Asian Heritage Month: Amy Lee

May 09, 2023

My family and I moved from Taipei, Taiwan to Canada when I was 12. It was a huge transition moving from a subtropical country to a colder climate. I joined SFU’s Department of Molecular Biology and Biochemistry in 2020.

What inspired you to become a scientist?

When I was 5, my dad showed me different insects including butterflies and spiders under the microscope. The beautiful wonder I saw opened my eyes to the microscopic world. My science teachers throughout secondary school continued to encourage my curiosity and interest in the natural world. As a university student, I heard a mesmerizing lecture by Dr. Brett Finlay that described the intricate ways that bacteria can cause diseases in humans. This sparked my interest in research and started my scientific career.

What do you love the most about your work? What are you proud of?

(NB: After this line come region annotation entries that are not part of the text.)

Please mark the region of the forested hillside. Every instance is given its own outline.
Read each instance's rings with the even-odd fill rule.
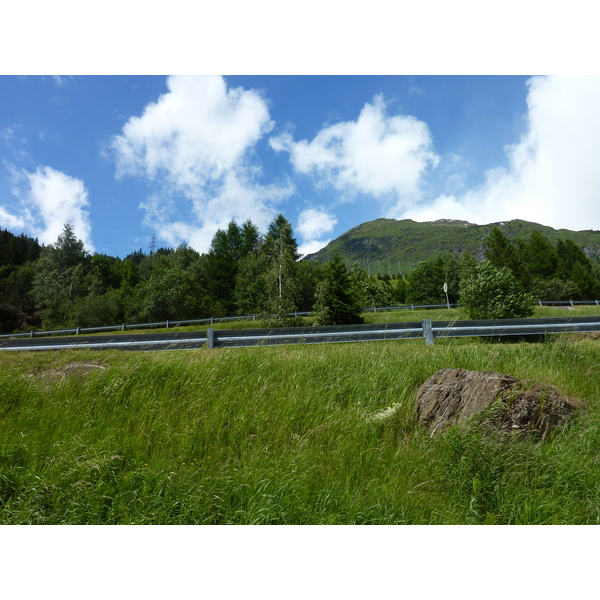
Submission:
[[[453,227],[460,230],[456,223]],[[70,223],[46,247],[0,231],[0,329],[10,333],[231,315],[258,315],[264,324],[281,326],[300,324],[290,316],[295,311],[316,311],[317,324],[356,323],[365,307],[458,302],[481,285],[501,289],[499,282],[507,277],[523,305],[600,297],[600,264],[575,241],[553,242],[535,229],[526,238],[511,239],[506,231],[491,228],[481,240],[481,252],[451,249],[391,277],[385,272],[370,276],[364,264],[339,252],[325,263],[299,260],[292,226],[283,215],[264,234],[251,221],[232,221],[215,234],[205,254],[181,245],[139,250],[124,259],[87,253]],[[491,265],[485,274],[491,283],[477,281],[484,276],[477,268],[481,259]],[[469,282],[475,287],[465,292]]]
[[[474,225],[447,219],[429,223],[410,219],[376,219],[350,229],[309,258],[326,262],[338,251],[350,264],[358,261],[373,275],[406,274],[418,262],[433,260],[447,252],[468,252],[482,260],[486,239],[494,227],[512,241],[527,239],[534,231],[552,244],[569,238],[581,246],[589,258],[600,257],[600,231],[556,230],[521,220]]]

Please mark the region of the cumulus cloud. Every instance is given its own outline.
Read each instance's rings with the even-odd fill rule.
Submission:
[[[555,228],[600,229],[598,106],[598,77],[531,78],[527,131],[505,148],[508,168],[488,171],[476,189],[441,195],[402,216],[475,223],[518,218]]]
[[[20,200],[17,214],[0,207],[0,225],[28,230],[43,244],[53,244],[71,221],[75,234],[87,250],[94,251],[88,193],[83,182],[51,167],[34,173],[10,168],[13,193]]]
[[[222,77],[169,77],[167,87],[112,141],[117,177],[156,184],[140,205],[145,224],[168,243],[197,250],[231,219],[266,228],[274,204],[293,191],[289,183],[257,183],[252,149],[273,127],[266,100],[228,89]]]
[[[312,141],[295,142],[285,133],[270,144],[289,152],[295,169],[318,183],[404,207],[420,198],[425,171],[439,161],[427,125],[412,116],[388,116],[382,95],[365,104],[356,121],[326,126]]]
[[[313,254],[326,246],[331,240],[320,238],[331,231],[337,224],[337,218],[323,208],[307,208],[298,215],[297,231],[303,238],[299,252],[303,255]]]
[[[305,240],[320,238],[333,230],[337,219],[322,209],[309,208],[298,215],[298,233]]]

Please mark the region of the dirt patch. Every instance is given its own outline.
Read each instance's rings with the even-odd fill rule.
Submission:
[[[540,439],[565,423],[579,403],[548,385],[486,371],[442,369],[417,394],[417,419],[431,435],[478,418],[483,429]]]

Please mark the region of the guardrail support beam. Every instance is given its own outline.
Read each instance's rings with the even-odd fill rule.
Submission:
[[[433,344],[433,328],[431,327],[431,319],[423,319],[421,321],[423,324],[423,337],[425,338],[425,343],[428,346]]]

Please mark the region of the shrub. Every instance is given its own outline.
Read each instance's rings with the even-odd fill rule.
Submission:
[[[533,314],[535,299],[510,269],[485,261],[461,286],[460,302],[471,319],[521,319]]]

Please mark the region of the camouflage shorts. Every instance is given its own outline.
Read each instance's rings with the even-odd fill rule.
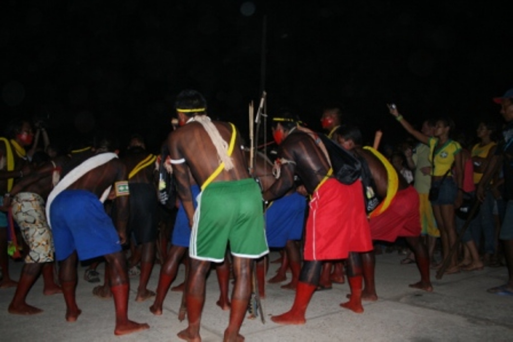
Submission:
[[[28,264],[53,261],[53,239],[46,221],[45,200],[36,193],[21,192],[12,202],[12,217],[29,246]]]

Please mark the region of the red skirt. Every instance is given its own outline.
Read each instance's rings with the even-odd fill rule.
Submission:
[[[392,242],[399,236],[419,236],[422,229],[419,194],[411,186],[398,191],[390,206],[370,219],[373,240]]]
[[[314,193],[306,222],[304,259],[345,259],[349,252],[372,249],[360,180],[351,185],[334,178]]]

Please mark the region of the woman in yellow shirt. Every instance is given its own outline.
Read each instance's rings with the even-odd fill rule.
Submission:
[[[463,193],[461,191],[463,180],[463,164],[461,154],[459,153],[461,146],[449,137],[454,129],[454,123],[450,118],[438,120],[433,136],[431,137],[413,128],[399,113],[395,106],[390,105],[388,108],[390,113],[407,132],[430,148],[430,160],[433,166],[431,171],[431,187],[439,189],[438,198],[431,200],[431,204],[437,225],[440,231],[442,251],[445,259],[456,241],[455,209],[459,208],[463,202]],[[453,165],[456,171],[455,176],[451,171]],[[442,263],[436,267],[441,265]],[[459,271],[458,255],[455,253],[452,254],[445,273],[450,274]]]
[[[486,166],[495,154],[497,147],[495,134],[497,125],[493,122],[480,122],[478,126],[476,133],[480,142],[472,148],[472,162],[474,166],[473,181],[477,186],[483,177],[483,172]],[[472,231],[473,238],[479,245],[483,238],[483,247],[484,252],[483,260],[487,265],[497,258],[498,236],[496,234],[495,223],[494,219],[494,206],[495,197],[494,196],[494,186],[488,184],[486,187],[484,201],[481,204],[477,217],[477,227]]]

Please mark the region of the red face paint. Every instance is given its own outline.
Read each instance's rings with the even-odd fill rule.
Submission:
[[[333,125],[333,123],[332,117],[323,117],[321,120],[321,125],[324,129],[329,128]]]
[[[28,146],[32,144],[32,138],[33,137],[33,134],[30,134],[26,132],[16,135],[16,138],[21,142],[22,144],[25,146]]]
[[[275,129],[272,132],[272,137],[279,145],[283,141],[283,130],[281,129]]]

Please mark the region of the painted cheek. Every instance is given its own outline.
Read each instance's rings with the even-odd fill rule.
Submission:
[[[16,137],[17,137],[19,141],[23,143],[24,145],[29,145],[32,144],[34,136],[28,134],[26,132],[24,132],[21,134],[17,134]]]
[[[272,133],[272,137],[279,145],[283,141],[283,131],[276,130]]]
[[[323,128],[327,128],[333,125],[333,119],[331,117],[325,117],[321,120],[321,125]]]

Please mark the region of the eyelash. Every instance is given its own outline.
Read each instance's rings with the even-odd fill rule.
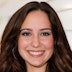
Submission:
[[[49,36],[49,35],[50,35],[49,32],[43,32],[43,33],[41,33],[41,36]]]
[[[31,33],[29,33],[29,32],[23,32],[22,35],[23,35],[23,36],[30,36]]]

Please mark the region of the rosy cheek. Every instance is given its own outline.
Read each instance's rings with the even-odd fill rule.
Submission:
[[[30,44],[30,41],[24,38],[20,38],[18,40],[18,46],[19,48],[26,48]]]
[[[43,41],[43,45],[47,48],[47,49],[53,49],[54,47],[54,41],[53,39],[48,39]]]

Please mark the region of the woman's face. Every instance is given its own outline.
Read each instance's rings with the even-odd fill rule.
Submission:
[[[54,39],[51,23],[43,11],[30,12],[21,26],[18,51],[27,66],[43,66],[51,58]]]

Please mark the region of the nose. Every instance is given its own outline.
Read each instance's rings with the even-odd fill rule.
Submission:
[[[34,48],[38,48],[40,46],[40,38],[39,36],[34,36],[32,39],[32,46]]]

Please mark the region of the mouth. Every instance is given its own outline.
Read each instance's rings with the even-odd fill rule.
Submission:
[[[32,57],[41,57],[44,55],[44,50],[34,51],[34,50],[28,50],[28,54]]]

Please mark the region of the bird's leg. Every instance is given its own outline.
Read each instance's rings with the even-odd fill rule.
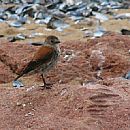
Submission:
[[[42,80],[43,80],[43,83],[44,83],[44,85],[42,87],[44,87],[46,89],[51,89],[52,84],[46,83],[45,78],[43,77],[43,74],[41,74],[41,76],[42,76]]]

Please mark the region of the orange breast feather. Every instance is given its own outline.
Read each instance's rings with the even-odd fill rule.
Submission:
[[[53,52],[53,48],[52,47],[42,46],[34,54],[33,61],[37,61],[37,60],[43,59],[44,57],[46,57],[48,54],[50,54],[52,52]]]

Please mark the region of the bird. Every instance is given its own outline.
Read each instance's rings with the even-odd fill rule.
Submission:
[[[14,79],[17,81],[23,75],[28,73],[40,73],[44,85],[42,87],[50,89],[52,84],[46,83],[44,74],[54,67],[60,56],[60,40],[54,35],[49,35],[44,44],[37,50],[33,58],[20,71],[19,75]]]

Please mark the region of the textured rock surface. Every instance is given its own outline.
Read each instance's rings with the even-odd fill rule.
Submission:
[[[38,47],[0,42],[0,130],[129,130],[130,38],[109,35],[61,44],[61,58],[46,76],[51,90],[41,90],[38,75],[16,73]]]

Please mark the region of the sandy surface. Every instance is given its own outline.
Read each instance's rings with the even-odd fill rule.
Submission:
[[[122,10],[121,12],[123,12]],[[127,12],[129,10],[125,10]],[[26,24],[26,30],[0,23],[0,130],[129,130],[130,38],[119,34],[130,29],[129,20],[109,20],[102,25],[111,34],[83,38],[82,28],[94,28],[72,21],[64,32],[47,31],[45,25]],[[8,36],[32,32],[43,36],[9,43]],[[16,73],[39,47],[28,43],[43,41],[47,35],[61,39],[58,65],[46,79],[53,83],[42,90],[38,74],[21,78],[24,87],[12,87]],[[69,55],[68,55],[69,54]]]

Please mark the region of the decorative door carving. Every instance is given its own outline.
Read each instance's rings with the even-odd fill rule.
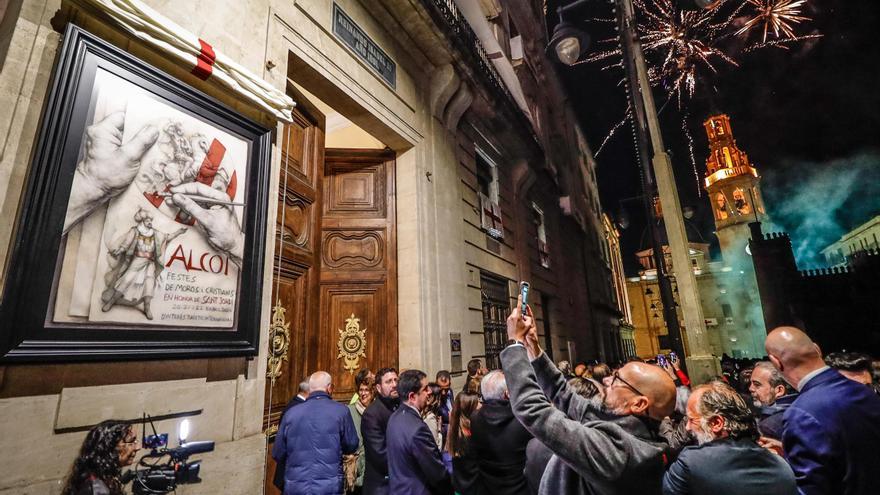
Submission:
[[[397,366],[394,167],[390,151],[325,153],[318,362],[340,400],[358,369]]]
[[[297,102],[294,122],[278,138],[281,148],[278,216],[276,218],[273,311],[267,369],[263,428],[269,435],[266,454],[266,493],[273,486],[275,461],[270,455],[274,434],[287,402],[299,383],[316,369],[321,251],[321,182],[324,177],[324,116],[289,87]],[[279,249],[279,246],[281,249]],[[282,316],[283,313],[283,316]],[[284,351],[284,328],[287,342]],[[276,351],[273,356],[273,351]]]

My current research uses systems biology and genomics to understand how bacterial pathogens cause infectious diseases in humans. One important question that I and my team are trying to understand is why the first month of life is the most vulnerable period for an infant, with around 5 newborns dying from suspected life-threatening infections each minute. This burden is unjustly borne especially in the low- and middle-income countries, and further compounded by the hidden pandemic of antimicrobial resistance. Our research works to develop better diagnostics in the hope that we can identify those newborns most at risk to reduce the newborn death rate. At the same time, we are using computational approaches to find alternative strategies to treat bacterial infections while minimizing antimicrobial resistance development.

What kinds of barriers have you faced in your work or study?

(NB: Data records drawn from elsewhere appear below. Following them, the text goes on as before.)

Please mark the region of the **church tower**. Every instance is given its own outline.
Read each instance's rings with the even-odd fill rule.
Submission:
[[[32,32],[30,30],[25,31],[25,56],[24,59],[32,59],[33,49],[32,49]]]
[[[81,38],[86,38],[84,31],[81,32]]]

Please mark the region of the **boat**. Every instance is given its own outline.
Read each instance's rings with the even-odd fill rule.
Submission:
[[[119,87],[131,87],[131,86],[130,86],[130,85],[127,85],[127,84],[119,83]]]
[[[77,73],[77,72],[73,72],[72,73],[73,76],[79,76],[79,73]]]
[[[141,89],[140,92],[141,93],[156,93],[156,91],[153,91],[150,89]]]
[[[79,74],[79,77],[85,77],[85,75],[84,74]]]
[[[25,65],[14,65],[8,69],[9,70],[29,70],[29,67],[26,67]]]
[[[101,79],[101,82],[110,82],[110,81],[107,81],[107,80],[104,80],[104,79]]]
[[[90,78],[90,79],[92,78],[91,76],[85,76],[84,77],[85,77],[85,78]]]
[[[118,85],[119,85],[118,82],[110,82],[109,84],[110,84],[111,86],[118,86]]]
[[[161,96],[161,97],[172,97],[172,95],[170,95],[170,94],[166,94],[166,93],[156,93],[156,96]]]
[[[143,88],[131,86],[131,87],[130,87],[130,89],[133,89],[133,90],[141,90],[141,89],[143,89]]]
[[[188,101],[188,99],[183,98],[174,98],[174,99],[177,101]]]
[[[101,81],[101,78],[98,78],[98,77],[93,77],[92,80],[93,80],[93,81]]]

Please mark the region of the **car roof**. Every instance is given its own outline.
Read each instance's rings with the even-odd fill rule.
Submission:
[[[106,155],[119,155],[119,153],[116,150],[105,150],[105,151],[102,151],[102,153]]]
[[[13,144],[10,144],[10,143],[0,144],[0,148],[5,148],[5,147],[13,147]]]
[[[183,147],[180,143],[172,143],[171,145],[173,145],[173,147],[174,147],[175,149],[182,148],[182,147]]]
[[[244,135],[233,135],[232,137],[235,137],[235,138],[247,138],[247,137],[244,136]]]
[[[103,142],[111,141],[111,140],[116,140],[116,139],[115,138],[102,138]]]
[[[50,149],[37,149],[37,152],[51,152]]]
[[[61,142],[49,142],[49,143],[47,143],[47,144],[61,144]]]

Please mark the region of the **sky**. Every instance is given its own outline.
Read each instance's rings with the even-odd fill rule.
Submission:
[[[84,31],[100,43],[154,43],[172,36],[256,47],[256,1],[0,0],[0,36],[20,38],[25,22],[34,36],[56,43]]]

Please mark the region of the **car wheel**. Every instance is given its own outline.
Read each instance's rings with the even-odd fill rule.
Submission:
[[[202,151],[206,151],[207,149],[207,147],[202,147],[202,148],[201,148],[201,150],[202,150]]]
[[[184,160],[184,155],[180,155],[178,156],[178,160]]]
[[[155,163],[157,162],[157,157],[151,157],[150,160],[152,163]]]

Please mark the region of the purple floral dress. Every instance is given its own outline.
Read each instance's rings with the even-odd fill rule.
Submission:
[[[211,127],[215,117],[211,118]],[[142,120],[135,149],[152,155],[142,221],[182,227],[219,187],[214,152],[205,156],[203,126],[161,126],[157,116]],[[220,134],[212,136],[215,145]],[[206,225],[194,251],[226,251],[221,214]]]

There are several well-documented gaps and barriers that women scientists face, including women underrepresented in STEM especially at the faculty level. Women are also usually credited less in science than men according to recent research. With more awareness of these biases, there are more structural changes in place that will hopefully reduce these barriers over time in scientific fields.

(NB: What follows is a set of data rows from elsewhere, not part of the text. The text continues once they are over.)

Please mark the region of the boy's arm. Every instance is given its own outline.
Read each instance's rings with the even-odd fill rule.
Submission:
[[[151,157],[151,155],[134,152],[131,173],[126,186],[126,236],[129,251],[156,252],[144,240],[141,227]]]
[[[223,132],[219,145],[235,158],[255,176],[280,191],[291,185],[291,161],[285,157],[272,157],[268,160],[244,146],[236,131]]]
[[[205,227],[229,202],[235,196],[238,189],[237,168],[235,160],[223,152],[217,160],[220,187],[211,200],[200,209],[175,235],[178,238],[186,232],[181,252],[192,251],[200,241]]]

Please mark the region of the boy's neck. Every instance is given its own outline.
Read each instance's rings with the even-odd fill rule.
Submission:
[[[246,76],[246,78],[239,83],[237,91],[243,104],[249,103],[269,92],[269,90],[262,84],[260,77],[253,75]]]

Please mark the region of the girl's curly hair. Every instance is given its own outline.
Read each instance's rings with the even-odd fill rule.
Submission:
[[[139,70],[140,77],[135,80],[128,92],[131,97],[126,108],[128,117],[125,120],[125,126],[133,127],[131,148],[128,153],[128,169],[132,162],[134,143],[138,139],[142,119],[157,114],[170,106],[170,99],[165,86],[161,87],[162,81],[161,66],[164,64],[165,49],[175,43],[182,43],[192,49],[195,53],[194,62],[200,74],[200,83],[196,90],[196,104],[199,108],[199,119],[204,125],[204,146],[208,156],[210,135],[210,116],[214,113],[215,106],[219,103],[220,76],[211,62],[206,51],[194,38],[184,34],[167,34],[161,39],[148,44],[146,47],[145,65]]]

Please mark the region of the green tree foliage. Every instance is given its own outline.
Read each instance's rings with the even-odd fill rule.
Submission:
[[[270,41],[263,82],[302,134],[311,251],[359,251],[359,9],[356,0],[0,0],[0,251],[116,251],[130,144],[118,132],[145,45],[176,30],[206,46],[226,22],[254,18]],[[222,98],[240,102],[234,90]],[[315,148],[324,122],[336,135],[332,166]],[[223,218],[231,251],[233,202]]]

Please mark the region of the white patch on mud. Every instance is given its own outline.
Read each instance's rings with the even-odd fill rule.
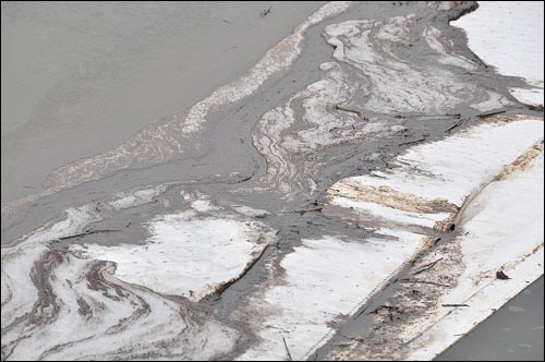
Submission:
[[[270,240],[256,221],[194,212],[158,217],[148,229],[145,245],[87,244],[72,250],[81,250],[86,258],[114,262],[121,280],[198,301],[238,279]]]
[[[136,190],[133,192],[122,192],[117,195],[119,197],[118,200],[109,202],[108,205],[118,210],[136,207],[150,203],[154,197],[160,195],[166,190],[166,185],[158,185],[156,188]]]
[[[408,326],[423,334],[408,346],[407,360],[432,360],[543,275],[543,164],[542,147],[530,166],[492,182],[468,205],[463,234],[453,241],[461,244],[467,268],[439,305],[469,306],[439,309]],[[497,270],[511,279],[496,279]]]
[[[288,360],[284,338],[293,360],[305,360],[332,335],[330,323],[353,314],[422,246],[423,237],[416,234],[361,242],[303,240],[280,263],[283,277],[242,309],[254,315],[252,328],[262,340],[239,359]]]
[[[543,16],[542,1],[479,1],[477,10],[451,24],[465,31],[485,63],[534,87],[512,89],[517,99],[543,105]]]

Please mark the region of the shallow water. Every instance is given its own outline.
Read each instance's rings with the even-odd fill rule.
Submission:
[[[92,341],[99,341],[104,331],[100,324],[88,322],[94,311],[111,322],[114,338],[126,346],[122,352],[106,348],[97,352],[104,353],[99,357],[142,357],[138,353],[144,352],[128,335],[134,330],[146,338],[147,330],[136,322],[128,323],[125,330],[119,328],[121,321],[140,321],[142,314],[162,331],[157,345],[145,346],[144,357],[239,357],[255,342],[262,327],[256,311],[267,306],[252,301],[259,301],[256,295],[267,291],[271,299],[282,300],[278,295],[283,289],[272,288],[281,280],[277,278],[282,276],[281,267],[298,270],[306,265],[290,262],[299,260],[294,251],[312,255],[316,240],[331,242],[331,250],[343,240],[355,240],[350,244],[355,251],[364,250],[359,242],[374,248],[388,240],[388,234],[346,222],[338,210],[319,213],[335,182],[386,170],[407,144],[441,140],[452,126],[482,122],[477,114],[483,111],[538,116],[510,97],[507,87],[520,85],[520,80],[504,79],[484,68],[467,49],[462,34],[447,25],[447,17],[462,10],[441,13],[424,3],[359,3],[346,12],[332,11],[330,17],[295,32],[268,53],[274,61],[265,57],[264,65],[250,74],[255,76],[237,81],[319,5],[2,3],[2,75],[8,75],[2,76],[2,105],[8,105],[2,107],[2,244],[61,220],[69,210],[66,221],[53,224],[51,230],[46,226],[44,233],[13,249],[2,249],[9,254],[2,254],[2,264],[19,257],[23,257],[21,264],[10,265],[29,263],[19,275],[7,272],[15,278],[15,287],[28,287],[21,293],[27,292],[28,298],[13,303],[22,307],[7,312],[10,321],[19,321],[7,328],[15,353],[24,355],[24,343],[33,346],[31,335],[24,335],[25,323],[35,330],[32,338],[39,339],[34,341],[39,347],[36,353],[43,351],[44,357],[73,338],[51,334],[48,323],[62,326],[78,321],[82,328],[71,325],[74,336],[90,341],[77,342],[59,355],[96,357]],[[365,34],[371,46],[364,53],[371,58],[361,56],[364,41],[354,34]],[[27,46],[21,47],[22,43]],[[342,47],[356,51],[343,55]],[[286,67],[277,69],[277,63]],[[231,88],[205,98],[233,80]],[[382,92],[370,92],[377,88]],[[190,109],[203,98],[219,106],[206,100]],[[335,108],[339,104],[343,106]],[[193,234],[184,244],[191,245],[193,238],[215,242],[214,265],[195,264],[219,269],[209,285],[202,286],[198,278],[177,283],[177,265],[193,269],[193,264],[184,264],[194,262],[184,258],[191,253],[161,249],[167,240],[156,232],[158,227],[184,232],[187,225]],[[240,226],[239,233],[230,231],[251,244],[222,253],[221,243],[229,240],[221,238],[229,239],[229,233],[209,233],[205,230],[209,225]],[[98,231],[88,232],[89,227]],[[263,245],[269,229],[277,238],[269,248],[250,248]],[[177,240],[170,240],[174,241],[171,250],[180,248]],[[20,253],[17,248],[24,249],[25,242],[28,250]],[[221,264],[225,253],[238,250],[252,252],[237,265]],[[150,253],[157,257],[146,257]],[[146,275],[138,265],[131,267],[137,264],[137,257],[131,256],[136,254],[141,263],[148,263]],[[398,264],[404,261],[401,256]],[[110,262],[100,262],[102,257],[116,261],[117,270]],[[330,263],[328,257],[313,258],[317,263],[308,263],[304,273],[319,274],[322,264]],[[354,257],[352,263],[356,262]],[[31,265],[36,268],[23,280]],[[223,266],[230,273],[221,273]],[[82,270],[87,286],[81,279],[62,281]],[[334,272],[342,276],[346,270]],[[232,275],[234,280],[228,280]],[[306,285],[304,278],[298,282]],[[96,293],[99,290],[101,294]],[[177,295],[168,295],[171,291]],[[56,295],[69,305],[68,311]],[[32,304],[32,298],[38,302]],[[378,299],[383,298],[389,298],[388,292]],[[331,313],[352,307],[335,306]],[[15,318],[24,311],[28,314]],[[78,314],[70,319],[65,315],[70,311]],[[147,317],[156,312],[165,313]],[[246,321],[243,313],[255,321]],[[271,309],[271,323],[277,319],[275,313]],[[325,329],[332,323],[331,313],[323,313]],[[45,324],[35,324],[29,315]],[[313,314],[308,315],[312,319]],[[168,329],[165,316],[180,318],[192,333]],[[2,316],[2,328],[3,321]],[[189,338],[190,350],[180,351],[169,334]],[[198,354],[195,346],[203,340],[223,349]],[[307,342],[303,340],[296,352],[304,354]],[[280,340],[275,343],[280,348],[274,352],[283,358]]]

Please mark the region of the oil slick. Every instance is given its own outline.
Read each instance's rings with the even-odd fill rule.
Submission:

Are the barriers higher for Asian scientists?

Like all scientists, we all face the continuous funding struggle. But interestingly, a recent paper published in eLife showed that at least in the United States, Asian scientists seem to face a higher rate of funding rejection.

What suggestions do you have for making the Faculty of Science a more inclusive space?

Over the last few years, SFU has increased its commitment to equity, diversity and inclusion (EDI), especially with establishing the first EDI Advisory Council in 2020. By continuing to commit to EDI at different levels, this on-going effort will really help increase representation, especially at leadership levels.